SHA256 processes the input in 512-bit chunks, and for each chunk we generate a message schedule, an array of 64 32-bit integers. The first 16 integers in this array are just copied from the input buffer. The next 48 are calculated via the following process (where rotr
is a right bit rotation, aka a cyclic right bit shift):
for (int i = 16; i < 64; i++) {
uint32_t s0 = (rotr(w[i-15], 7) ^ rotr(w[i-15], 18) ^ (w[i-15] >> 3));
uint32_t s1 = (rotr(w[i-2], 17) ^ rotr(w[i-2], 19) ^ (w[i-2] >> 10));
w[i] = w[i-16] + s0 + w[i-7] + s1;
}
This message schedule is then used in the compression phase of SHA256 where the current hash values are copied into another array a
and operated on 64 times (once for each element in the message schedule and k
). This is done as follows:
for (int i = 0; i < 64; i++) {
uint32_t s1 = (rotr(a[4], 6) ^ rotr(a[4], 11) ^ rotr(a[4], 25));
uint32_t ch = (a[4] & a[5]) ^ ((~a[4]) & a[6]);
uint32_t temp1 = a[7] + s1 + ch + k[i] + w[i];
uint32_t s0 = (rotr(a[0], 2) ^ rotr(a[0], 13) ^ rotr(a[0], 22));
uint32_t maj = (a[0] & a[1]) ^ (a[0] & a[2]) ^ (a[1] & a[2]);
uint32_t temp2 = s0 + maj;
for (int i = 7; i > 0; i--) a[i] = a[i-1];
a[4] += temp1;
a[0] = temp1 + temp2;
}
Sidenote: because a
is initialized to the current hash, this process is inherently sequential.
Afterwards, we add each element of a
to the hash. Finally, the last buffer is padded with an extra 1 bit after the input and the length of the array is stored in the last 64 bits of the 512-bit chunk.
shacuda
uses a sha_ctx
class to store the hash.
When run, the code starts by calling fstat
on the file provided to determine its size. It then allocates two large buffers on the GPU: a 0.25 GiB one called buf
that the file is continously read into, and another 1 GiB one w
that is meant to store all of the message schedules for the file.
The primary part of the code is a do-while loop in the main function that continously reads the file to buf
. Within this while loop there are essentially two conditions handled: whether the was fully or partially read into.
If the buffer is full, we call a kernel process
with a grid of 8x8 thread blocks with 64 threads (in total 4096 threads). Each thread is responsible for generating the message schedule for 1024 of the 512-bit “chunks” that SHA operates on. To do this, they calculate their “thread index” (essentially determining which thread they are), and generate from this a unique offset in the large w
array to write their output into and offset in the buf
array to read the input from. This means that the operation is parallelized in a rather clean manner: each thread is responsible for its own section of the input and own section of the output. Each thread then generates their respective message schedules via the method outlined by the SHA algorithm, albeit with some byte swapping because SHA operates on big endian numbers whilst x86 is little endian. Once this is done, a function running on the CPU does the “compression” phase of SHA by iterating over all of the generated message schedules in w
sequentially and updating the hash in the sha_ctx
class. Convieniently, we do not need to do all of our arithmetic mod 32 when doing math for these steps since 32-bit overflow is defined behavior in C/C++.
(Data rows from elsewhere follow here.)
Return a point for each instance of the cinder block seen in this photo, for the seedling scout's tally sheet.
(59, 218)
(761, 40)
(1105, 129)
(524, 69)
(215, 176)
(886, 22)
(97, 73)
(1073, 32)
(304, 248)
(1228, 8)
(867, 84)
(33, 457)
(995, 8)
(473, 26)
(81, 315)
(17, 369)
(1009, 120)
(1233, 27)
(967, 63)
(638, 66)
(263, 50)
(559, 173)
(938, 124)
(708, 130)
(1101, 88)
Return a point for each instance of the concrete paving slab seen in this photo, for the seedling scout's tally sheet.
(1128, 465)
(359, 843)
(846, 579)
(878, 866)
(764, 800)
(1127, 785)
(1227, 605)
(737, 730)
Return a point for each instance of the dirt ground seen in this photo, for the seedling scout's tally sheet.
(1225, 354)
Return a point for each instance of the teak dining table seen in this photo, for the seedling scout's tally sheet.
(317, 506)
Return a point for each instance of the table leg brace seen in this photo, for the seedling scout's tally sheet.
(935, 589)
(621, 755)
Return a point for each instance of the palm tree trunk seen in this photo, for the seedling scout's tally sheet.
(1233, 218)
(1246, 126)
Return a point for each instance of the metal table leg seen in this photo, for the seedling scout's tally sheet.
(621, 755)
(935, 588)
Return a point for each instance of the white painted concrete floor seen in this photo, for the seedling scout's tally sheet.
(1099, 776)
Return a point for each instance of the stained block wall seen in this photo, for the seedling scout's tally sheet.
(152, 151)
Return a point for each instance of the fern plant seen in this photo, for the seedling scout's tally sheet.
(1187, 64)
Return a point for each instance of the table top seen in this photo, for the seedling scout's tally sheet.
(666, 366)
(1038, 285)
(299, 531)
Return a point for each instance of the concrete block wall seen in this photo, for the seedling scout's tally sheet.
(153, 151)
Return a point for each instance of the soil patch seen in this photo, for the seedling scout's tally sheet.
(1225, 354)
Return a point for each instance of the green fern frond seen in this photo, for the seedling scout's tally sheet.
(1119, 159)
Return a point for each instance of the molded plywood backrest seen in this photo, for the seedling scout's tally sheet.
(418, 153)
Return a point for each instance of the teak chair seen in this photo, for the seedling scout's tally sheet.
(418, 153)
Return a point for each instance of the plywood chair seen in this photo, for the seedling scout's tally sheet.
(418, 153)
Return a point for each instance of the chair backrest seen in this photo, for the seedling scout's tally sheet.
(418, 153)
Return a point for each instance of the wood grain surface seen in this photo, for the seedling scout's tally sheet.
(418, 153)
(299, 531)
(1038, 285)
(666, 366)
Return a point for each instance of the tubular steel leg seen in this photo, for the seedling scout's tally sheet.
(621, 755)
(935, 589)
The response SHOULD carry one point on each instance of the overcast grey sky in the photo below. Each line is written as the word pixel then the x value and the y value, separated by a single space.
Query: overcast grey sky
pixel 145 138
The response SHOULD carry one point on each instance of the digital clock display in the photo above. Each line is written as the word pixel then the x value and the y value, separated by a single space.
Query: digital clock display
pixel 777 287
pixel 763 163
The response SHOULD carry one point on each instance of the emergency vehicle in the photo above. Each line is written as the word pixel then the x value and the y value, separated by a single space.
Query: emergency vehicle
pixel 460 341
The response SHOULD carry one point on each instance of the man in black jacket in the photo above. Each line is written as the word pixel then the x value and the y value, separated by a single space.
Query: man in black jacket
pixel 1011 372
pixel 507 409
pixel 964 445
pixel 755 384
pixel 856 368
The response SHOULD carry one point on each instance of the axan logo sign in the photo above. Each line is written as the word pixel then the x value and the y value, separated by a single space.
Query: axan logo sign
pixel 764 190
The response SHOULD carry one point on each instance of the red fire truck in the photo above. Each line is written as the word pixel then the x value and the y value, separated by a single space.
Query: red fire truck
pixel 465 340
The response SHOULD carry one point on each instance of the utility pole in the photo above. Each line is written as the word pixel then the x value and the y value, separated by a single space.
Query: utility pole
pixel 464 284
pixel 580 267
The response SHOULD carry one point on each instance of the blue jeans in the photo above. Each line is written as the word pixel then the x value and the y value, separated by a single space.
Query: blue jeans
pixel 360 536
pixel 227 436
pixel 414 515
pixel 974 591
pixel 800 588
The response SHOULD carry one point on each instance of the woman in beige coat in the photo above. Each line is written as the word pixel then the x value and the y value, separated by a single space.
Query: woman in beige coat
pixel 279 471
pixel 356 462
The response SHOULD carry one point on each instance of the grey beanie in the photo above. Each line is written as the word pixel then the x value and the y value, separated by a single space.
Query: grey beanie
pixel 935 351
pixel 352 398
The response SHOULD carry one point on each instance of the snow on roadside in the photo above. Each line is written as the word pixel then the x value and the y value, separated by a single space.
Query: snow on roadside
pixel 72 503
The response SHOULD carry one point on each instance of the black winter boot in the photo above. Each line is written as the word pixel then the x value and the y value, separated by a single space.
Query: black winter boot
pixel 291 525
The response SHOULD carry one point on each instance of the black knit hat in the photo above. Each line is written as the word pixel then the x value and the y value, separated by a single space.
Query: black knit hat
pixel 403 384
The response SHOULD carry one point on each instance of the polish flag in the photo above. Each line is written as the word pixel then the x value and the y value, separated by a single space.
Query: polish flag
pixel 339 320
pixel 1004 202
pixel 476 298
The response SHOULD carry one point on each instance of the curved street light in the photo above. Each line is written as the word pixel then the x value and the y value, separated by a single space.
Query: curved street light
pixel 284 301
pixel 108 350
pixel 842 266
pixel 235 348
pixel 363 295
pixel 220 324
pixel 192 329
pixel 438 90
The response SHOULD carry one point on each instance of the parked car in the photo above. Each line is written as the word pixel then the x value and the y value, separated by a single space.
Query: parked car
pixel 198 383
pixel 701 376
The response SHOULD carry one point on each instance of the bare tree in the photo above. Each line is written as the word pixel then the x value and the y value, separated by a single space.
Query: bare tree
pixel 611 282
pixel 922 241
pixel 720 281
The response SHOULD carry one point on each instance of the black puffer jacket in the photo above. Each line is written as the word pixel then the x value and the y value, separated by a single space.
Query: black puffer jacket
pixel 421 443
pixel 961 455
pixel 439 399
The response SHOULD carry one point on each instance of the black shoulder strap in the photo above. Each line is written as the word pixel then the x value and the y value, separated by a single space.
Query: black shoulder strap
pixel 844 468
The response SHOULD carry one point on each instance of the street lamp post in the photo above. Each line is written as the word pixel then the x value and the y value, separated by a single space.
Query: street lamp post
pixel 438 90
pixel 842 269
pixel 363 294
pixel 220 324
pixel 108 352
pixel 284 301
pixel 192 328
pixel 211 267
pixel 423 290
If the buffer is not full, we pad it as SHA specifies by clearing out the input part of the w
array, writing a 1 bit after the input and the length at the end of the 512-bit chunk.
Finally, after this while loop we do a final chunk with the SHA padding if we only ever had filled buffers, and then we print out the hash!
Since kernels are pretty expensive to call, there’s a tradeoff between VRAM usage and how many kernels we call: we could have 5 gigabytes of VRAM allocated for the input and output buffers and then call less kernels to process the data (since they’re each capable of working on more at a time), but a higher memory footprint.
Neither optimization is nearly as optimized as I’d like it to be: being smarter about how kernels are called and doing some more extensive profiling would likely help speed things up quite a bit. Furthermore, I’d like to clean up the code some and also make it accesible as a library rather than just an executable to call.